Bragging
Don't try to kill the ego -- you cannot. If you try to kill the ego you will become a very very humble man, but remember, "very very" is important. You cannot be an ordinary humble man but very very humble -- and that will be the hiding place of your ego. Then you will claim that you are the humblest man on earth.
I was reading an anecdote: Three monks belonging to three Christian monasteries met at a crossroad. Of course they started bragging. One said, “You will have to concede that our monastery has produced the greatest saints. Your monasteries are nothing in that matter. Look at our legendary past – how many saints we have produced!”
The second said, “You are right. But you will have to concede that all the great theologians have come from our monastery – the great philosophers, the great knowers, systematizers. You cannot boast even a single theologian of the caliber that we have produced in thousands.”

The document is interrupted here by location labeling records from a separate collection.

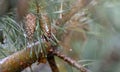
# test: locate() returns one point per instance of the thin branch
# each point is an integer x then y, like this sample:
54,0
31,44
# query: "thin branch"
19,60
70,61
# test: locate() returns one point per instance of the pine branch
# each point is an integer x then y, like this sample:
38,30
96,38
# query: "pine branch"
19,60
70,61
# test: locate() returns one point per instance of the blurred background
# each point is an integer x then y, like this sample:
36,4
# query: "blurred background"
91,36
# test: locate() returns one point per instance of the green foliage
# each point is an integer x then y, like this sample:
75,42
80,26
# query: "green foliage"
102,37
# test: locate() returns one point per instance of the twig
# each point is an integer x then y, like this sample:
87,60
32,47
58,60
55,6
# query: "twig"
70,61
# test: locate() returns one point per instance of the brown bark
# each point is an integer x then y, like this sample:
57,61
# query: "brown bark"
19,60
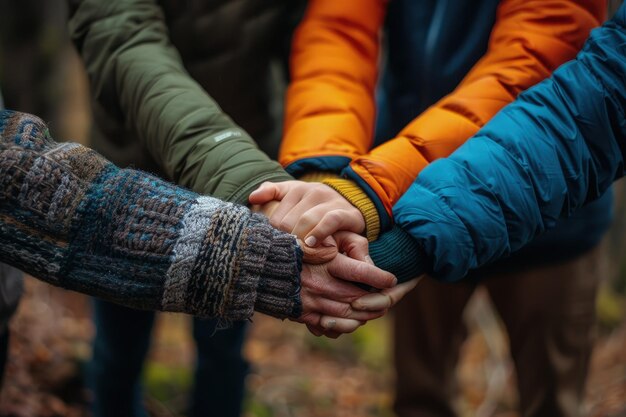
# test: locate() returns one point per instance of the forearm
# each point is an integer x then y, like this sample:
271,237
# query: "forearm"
71,218
559,146
529,40
137,75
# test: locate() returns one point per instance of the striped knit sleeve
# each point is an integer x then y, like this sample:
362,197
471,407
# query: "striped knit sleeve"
73,219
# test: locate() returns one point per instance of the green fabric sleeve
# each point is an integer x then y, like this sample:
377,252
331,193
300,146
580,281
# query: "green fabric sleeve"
137,75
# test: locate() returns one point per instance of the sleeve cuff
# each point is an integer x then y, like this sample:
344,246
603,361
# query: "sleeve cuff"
397,252
278,291
359,199
318,176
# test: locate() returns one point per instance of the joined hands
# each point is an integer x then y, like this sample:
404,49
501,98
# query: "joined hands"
335,256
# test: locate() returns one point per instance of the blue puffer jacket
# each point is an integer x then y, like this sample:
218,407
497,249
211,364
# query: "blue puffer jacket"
432,45
558,147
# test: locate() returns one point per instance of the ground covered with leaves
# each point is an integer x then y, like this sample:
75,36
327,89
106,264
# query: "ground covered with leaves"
293,373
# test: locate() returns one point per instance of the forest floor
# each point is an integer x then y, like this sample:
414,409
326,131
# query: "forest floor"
293,373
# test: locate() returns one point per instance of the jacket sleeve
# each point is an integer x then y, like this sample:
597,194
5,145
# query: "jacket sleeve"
73,219
330,109
138,77
530,39
559,146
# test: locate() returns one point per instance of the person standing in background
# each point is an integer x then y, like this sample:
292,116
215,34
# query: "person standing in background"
448,67
232,51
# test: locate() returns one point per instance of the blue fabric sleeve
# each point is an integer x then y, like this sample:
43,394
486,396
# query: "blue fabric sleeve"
557,147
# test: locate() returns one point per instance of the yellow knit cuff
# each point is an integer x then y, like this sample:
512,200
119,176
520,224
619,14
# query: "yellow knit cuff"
357,197
318,176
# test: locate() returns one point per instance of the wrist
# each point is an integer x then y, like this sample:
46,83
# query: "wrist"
359,199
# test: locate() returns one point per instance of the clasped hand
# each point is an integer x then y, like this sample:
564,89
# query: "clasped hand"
335,257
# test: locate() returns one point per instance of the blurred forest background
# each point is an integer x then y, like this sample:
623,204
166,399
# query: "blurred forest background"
293,373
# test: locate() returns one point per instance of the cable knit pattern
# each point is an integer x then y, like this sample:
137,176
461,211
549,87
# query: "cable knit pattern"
72,218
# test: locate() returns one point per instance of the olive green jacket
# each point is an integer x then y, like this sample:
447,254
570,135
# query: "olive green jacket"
138,81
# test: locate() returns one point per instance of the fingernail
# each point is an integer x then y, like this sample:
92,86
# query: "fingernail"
330,324
374,301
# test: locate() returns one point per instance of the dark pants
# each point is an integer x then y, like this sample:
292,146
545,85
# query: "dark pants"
120,347
4,352
549,314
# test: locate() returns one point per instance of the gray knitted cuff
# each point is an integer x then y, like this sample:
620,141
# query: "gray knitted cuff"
278,293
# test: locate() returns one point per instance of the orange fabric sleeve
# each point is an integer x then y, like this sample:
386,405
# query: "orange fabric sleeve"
530,39
330,107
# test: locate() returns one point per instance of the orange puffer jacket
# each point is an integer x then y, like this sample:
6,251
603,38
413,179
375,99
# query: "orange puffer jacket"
330,110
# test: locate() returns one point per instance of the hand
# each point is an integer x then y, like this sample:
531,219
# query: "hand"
386,298
326,297
311,211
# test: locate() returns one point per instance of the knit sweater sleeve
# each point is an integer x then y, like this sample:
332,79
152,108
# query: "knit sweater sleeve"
73,219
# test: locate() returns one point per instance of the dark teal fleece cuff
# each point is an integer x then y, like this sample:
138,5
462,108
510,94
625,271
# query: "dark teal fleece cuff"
397,252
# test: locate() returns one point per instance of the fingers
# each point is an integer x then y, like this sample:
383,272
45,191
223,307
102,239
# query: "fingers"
353,245
350,269
316,281
337,309
386,298
332,327
318,223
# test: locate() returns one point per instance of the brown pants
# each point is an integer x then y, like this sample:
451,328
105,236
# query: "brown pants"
549,313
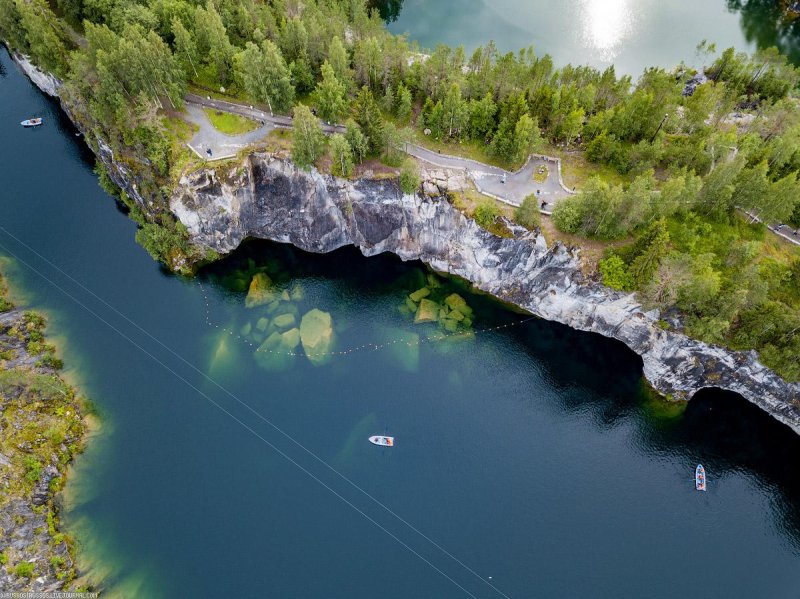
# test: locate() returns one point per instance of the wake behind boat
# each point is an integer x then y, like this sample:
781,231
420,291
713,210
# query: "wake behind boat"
382,441
700,478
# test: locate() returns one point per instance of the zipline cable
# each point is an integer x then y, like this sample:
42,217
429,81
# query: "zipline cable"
249,408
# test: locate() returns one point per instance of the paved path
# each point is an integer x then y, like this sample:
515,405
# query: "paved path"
221,145
506,186
503,185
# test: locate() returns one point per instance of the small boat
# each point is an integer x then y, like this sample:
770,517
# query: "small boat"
382,441
700,478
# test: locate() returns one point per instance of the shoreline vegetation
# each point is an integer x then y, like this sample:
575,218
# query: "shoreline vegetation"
667,163
44,424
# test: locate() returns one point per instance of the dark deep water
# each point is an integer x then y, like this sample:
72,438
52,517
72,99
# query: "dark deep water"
530,453
630,34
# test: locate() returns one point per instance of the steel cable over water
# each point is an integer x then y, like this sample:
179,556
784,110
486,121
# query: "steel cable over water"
255,413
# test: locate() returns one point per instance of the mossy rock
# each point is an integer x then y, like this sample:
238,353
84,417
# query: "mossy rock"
428,311
455,315
433,281
419,294
450,325
284,321
260,291
275,354
316,335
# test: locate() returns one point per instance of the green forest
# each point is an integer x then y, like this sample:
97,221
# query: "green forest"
693,173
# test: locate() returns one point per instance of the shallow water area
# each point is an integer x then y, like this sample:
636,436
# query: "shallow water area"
630,34
527,453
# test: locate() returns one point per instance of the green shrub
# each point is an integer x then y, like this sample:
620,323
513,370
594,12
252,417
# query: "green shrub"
33,469
409,176
615,273
527,214
24,569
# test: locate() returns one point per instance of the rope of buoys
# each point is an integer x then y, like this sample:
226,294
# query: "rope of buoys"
367,346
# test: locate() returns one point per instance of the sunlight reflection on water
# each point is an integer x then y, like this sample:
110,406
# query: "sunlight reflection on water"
606,25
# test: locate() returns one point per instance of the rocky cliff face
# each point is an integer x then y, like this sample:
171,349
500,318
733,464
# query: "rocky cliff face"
268,198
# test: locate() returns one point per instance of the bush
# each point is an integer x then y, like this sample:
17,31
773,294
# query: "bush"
409,176
486,213
24,569
527,214
615,273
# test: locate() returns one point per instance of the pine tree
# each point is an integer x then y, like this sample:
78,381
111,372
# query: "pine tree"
307,136
185,48
265,76
403,103
341,156
330,95
340,62
369,118
357,140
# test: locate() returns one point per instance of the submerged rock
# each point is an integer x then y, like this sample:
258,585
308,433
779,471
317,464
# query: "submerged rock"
316,334
419,294
260,291
427,311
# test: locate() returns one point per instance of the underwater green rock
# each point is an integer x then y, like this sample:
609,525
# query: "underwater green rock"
224,356
458,303
316,334
260,291
428,311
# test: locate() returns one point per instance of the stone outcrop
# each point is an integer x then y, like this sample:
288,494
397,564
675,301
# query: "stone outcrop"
269,198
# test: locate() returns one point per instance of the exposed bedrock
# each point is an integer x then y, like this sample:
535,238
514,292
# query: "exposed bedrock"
269,198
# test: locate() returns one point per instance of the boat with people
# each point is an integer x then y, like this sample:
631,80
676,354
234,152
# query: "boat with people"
382,440
700,478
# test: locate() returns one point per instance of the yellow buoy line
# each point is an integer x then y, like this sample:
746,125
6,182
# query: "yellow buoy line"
359,348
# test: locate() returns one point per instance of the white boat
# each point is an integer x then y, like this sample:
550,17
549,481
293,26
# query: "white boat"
700,478
382,441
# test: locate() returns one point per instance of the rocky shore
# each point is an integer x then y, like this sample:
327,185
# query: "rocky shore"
268,198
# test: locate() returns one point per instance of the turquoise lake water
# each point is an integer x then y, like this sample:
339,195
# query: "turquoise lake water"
630,34
528,454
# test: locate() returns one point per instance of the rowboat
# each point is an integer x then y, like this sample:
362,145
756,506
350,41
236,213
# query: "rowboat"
382,441
700,478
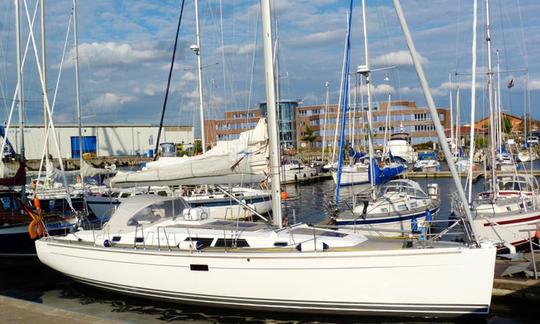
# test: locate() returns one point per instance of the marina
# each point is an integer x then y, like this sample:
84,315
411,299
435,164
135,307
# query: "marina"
406,189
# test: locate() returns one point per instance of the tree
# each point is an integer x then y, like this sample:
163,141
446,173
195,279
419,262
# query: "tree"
309,136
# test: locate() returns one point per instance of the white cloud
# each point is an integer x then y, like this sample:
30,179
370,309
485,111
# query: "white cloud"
109,100
238,49
399,58
377,90
112,53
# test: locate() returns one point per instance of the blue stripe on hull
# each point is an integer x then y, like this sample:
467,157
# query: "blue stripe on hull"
387,220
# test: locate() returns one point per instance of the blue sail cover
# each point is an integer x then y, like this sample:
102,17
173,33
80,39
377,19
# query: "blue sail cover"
386,173
355,155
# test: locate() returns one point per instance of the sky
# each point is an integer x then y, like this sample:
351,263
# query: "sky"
125,50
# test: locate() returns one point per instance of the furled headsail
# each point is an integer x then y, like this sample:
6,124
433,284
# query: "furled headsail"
243,160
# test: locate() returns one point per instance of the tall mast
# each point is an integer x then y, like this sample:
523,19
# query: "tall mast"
473,100
490,100
272,115
458,121
436,121
199,73
453,143
340,99
20,85
499,105
367,74
44,73
77,88
325,120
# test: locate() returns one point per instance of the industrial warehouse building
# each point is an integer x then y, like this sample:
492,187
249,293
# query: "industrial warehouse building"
101,140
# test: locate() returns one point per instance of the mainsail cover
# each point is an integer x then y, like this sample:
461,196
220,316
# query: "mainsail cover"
243,160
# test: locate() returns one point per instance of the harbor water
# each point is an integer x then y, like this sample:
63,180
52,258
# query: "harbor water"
308,203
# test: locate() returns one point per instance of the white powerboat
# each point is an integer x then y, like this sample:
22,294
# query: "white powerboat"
400,147
401,208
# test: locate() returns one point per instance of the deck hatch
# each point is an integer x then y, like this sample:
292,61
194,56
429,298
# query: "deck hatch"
198,267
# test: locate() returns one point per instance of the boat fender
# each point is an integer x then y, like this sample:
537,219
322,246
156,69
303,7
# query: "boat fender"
312,246
190,245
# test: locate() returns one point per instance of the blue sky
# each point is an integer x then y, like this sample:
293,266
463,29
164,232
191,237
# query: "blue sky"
125,50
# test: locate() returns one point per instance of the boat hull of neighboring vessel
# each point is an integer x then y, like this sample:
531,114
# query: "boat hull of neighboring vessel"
376,284
388,226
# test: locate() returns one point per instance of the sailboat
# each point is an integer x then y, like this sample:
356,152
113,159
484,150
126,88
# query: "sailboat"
239,161
364,171
156,247
22,223
393,209
511,201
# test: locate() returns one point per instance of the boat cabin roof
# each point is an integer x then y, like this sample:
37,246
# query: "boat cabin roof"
146,209
403,186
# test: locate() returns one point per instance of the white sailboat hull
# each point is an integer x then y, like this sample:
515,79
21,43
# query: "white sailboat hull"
337,282
352,176
218,208
508,227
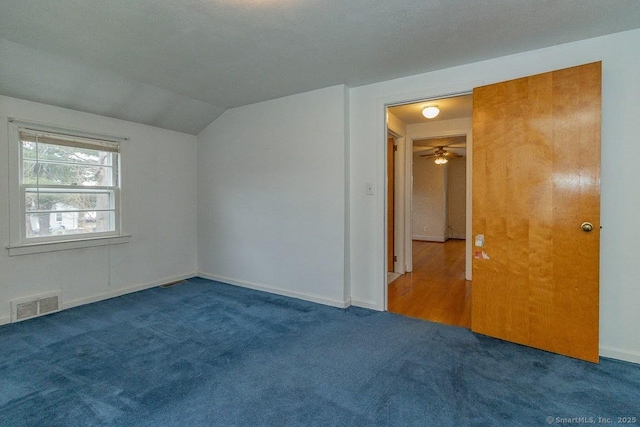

Both looked at the third, and they said, “We feel sorry for you because you have nothing to claim.”
The third said, “No, we have not produced great saints, that’s right. And we have not produced great thinkers, theologians, that too is right. But as far as humility is concerned we are the top.”
The gestalt has changed. The ego has gone to the bottom, but starts functioning from there. Now you are humble, but at the top. A humble man has to be last, how can he be at the top? But a humble man always claims that he is at the top. The ego is not dead, cannot be dead. It has only gone to the deeper layers of the unconscious and functions from there and controls from there. Humility on the surface and ego deep down, controlling humility. Humbleness is controlled by the ego.
Look at people who say and think that they are humble, look in their eyes: you will not find any humbleness there, but a very subtle pride. Pious egoists they are, holy egoists they are. And when ego becomes holy it becomes more poisonous. Poison in itself is bad, but when poison becomes holy then it is very dangerous.
You cannot kill the ego. If you try to kill it, two things will happen. One, your life will become monotonous, it will lose the tension of the opposites. It will lose the music. That's why monks are so monotonous.